What kind of training does MothersCare require of the doulas?

  • Our doulas are experts in the “normal”. Doulas are trained to recognize what is normal or not in a newborn. Their training includes newborn care and feeding issues. A doula will also help a first-time mother develop confidence in her own ability to mother her baby and make decisions that are right for her.
  • Our doulas have intensive training in breastfeeding which includes the process of breastfeeding, milk-production, latching and increasing or decreasing milk supply. Our doulas are trained by a consultant at Breastfeeding Resources, a group run by Dr. Tina Smillie, MD which specializes in lactation medicine.
  • On-going yearly training classes are held for all doulas. Topics include those above as well as training by area professionals on preemie babies, car seat safety, postpartum depression, and the emotional needs of postpartum families.

How long do I need a doula?

  • The needs of every family can vary considerably. We at MothersCare believe a woman needs a minimum of 2 weeks to be relieved of her normal household and childcare responsibilities. Doing so will give her a chance to heal, establish nursing, get to know her baby, and emotionally figure out how she will manage her life with a new baby.
  • Postpartum support can come from supportive family members or from outside sources such as MothersCare but should be from people who ease the stress of the first few weeks by providing both physical and emotional support and encouragement.

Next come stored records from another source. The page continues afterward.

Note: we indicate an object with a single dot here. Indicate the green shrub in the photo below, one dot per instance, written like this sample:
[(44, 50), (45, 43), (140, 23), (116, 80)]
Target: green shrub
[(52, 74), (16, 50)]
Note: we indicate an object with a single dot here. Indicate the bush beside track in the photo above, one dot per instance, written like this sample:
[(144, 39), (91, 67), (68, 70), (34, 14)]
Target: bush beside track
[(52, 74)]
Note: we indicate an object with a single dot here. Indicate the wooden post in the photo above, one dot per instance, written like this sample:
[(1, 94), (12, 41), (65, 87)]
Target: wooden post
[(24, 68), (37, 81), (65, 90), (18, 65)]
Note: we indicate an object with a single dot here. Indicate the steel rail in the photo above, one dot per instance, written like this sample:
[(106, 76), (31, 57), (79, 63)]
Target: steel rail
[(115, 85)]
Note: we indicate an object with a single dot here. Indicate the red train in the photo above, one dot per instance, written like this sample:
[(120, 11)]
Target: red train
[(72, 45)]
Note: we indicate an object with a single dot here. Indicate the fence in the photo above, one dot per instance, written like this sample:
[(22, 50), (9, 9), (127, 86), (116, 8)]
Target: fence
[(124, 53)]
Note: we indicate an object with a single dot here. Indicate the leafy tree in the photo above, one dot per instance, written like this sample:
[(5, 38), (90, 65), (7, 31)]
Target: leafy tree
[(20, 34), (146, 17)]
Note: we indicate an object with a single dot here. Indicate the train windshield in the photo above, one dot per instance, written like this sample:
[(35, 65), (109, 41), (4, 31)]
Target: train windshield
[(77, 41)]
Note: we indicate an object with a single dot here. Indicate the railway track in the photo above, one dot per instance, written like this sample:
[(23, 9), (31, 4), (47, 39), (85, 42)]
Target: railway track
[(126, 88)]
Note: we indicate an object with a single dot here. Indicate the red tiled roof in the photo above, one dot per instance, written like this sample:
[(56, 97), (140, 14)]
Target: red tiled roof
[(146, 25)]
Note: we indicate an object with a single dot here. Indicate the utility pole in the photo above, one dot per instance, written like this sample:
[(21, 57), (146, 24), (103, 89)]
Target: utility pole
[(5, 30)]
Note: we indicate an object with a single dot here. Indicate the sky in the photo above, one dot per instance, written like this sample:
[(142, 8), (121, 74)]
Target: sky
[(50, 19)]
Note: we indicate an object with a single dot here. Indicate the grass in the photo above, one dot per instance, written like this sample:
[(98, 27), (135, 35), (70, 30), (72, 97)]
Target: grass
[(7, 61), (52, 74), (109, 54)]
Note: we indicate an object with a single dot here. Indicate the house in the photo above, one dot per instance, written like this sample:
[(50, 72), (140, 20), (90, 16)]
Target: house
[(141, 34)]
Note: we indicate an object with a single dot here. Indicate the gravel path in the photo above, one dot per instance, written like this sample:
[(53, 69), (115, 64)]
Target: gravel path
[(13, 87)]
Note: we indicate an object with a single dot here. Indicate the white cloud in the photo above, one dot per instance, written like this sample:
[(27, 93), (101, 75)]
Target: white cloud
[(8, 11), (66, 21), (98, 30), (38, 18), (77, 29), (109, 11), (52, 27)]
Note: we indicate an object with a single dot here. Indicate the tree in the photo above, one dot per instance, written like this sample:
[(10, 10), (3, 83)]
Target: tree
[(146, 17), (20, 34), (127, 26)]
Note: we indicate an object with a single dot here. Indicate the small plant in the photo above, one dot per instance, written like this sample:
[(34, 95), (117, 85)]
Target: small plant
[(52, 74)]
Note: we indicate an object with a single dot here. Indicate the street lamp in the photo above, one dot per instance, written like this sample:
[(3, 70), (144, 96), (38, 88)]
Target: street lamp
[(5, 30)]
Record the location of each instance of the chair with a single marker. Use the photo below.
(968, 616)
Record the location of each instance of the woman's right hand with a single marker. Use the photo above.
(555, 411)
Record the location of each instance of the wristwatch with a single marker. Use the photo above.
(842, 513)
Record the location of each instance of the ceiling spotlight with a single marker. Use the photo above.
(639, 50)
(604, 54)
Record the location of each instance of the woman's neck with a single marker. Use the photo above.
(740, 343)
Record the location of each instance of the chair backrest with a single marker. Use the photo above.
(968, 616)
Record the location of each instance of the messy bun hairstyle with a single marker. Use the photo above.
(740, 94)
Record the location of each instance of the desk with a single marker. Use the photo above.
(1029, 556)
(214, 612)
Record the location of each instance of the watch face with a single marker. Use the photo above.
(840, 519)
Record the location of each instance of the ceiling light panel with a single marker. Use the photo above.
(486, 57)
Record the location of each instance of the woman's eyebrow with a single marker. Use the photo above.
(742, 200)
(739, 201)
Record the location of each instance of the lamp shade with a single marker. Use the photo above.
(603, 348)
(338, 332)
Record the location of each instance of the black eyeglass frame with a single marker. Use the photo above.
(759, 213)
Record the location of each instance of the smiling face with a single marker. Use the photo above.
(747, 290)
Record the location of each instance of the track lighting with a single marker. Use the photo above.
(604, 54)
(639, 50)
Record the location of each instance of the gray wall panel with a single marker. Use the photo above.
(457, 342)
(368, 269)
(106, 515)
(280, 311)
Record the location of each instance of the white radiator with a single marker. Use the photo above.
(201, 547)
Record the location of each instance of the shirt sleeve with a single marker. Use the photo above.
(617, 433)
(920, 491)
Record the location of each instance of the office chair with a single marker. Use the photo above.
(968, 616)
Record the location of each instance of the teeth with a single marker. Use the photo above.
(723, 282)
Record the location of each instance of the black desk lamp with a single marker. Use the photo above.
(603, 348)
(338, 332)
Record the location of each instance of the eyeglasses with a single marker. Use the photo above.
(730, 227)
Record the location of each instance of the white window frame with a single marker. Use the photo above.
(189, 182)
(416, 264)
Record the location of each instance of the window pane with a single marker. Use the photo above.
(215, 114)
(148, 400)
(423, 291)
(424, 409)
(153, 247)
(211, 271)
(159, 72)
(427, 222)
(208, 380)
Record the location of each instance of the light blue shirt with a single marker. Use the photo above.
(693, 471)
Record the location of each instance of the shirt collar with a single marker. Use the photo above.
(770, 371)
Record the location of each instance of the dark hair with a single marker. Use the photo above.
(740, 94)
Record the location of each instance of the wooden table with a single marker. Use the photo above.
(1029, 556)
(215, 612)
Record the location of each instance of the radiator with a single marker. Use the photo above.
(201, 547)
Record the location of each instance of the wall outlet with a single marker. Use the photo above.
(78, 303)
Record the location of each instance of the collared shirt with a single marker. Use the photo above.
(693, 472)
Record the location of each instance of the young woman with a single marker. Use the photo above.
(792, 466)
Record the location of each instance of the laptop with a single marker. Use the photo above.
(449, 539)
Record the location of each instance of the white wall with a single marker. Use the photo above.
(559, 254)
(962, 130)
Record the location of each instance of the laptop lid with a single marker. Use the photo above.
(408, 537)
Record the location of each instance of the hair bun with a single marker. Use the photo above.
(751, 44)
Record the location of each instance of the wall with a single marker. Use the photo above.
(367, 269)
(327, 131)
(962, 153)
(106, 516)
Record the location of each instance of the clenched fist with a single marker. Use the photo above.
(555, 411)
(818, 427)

What can I expect from my doula?

  • You can expect her to be warm, nurturing and knowledgeable about newborns, breastfeeding, postpartum period, and sibling care.
  • You can expect her to support you by doing practical things such as meal preparation and laundry for the whole family, light housework i.e. dishes, vacuuming, wiping of sink and mirror in bathroom, watering plants, etc.
  • You can expect her to adjust to the needs of your family and only provide her opinion if asked.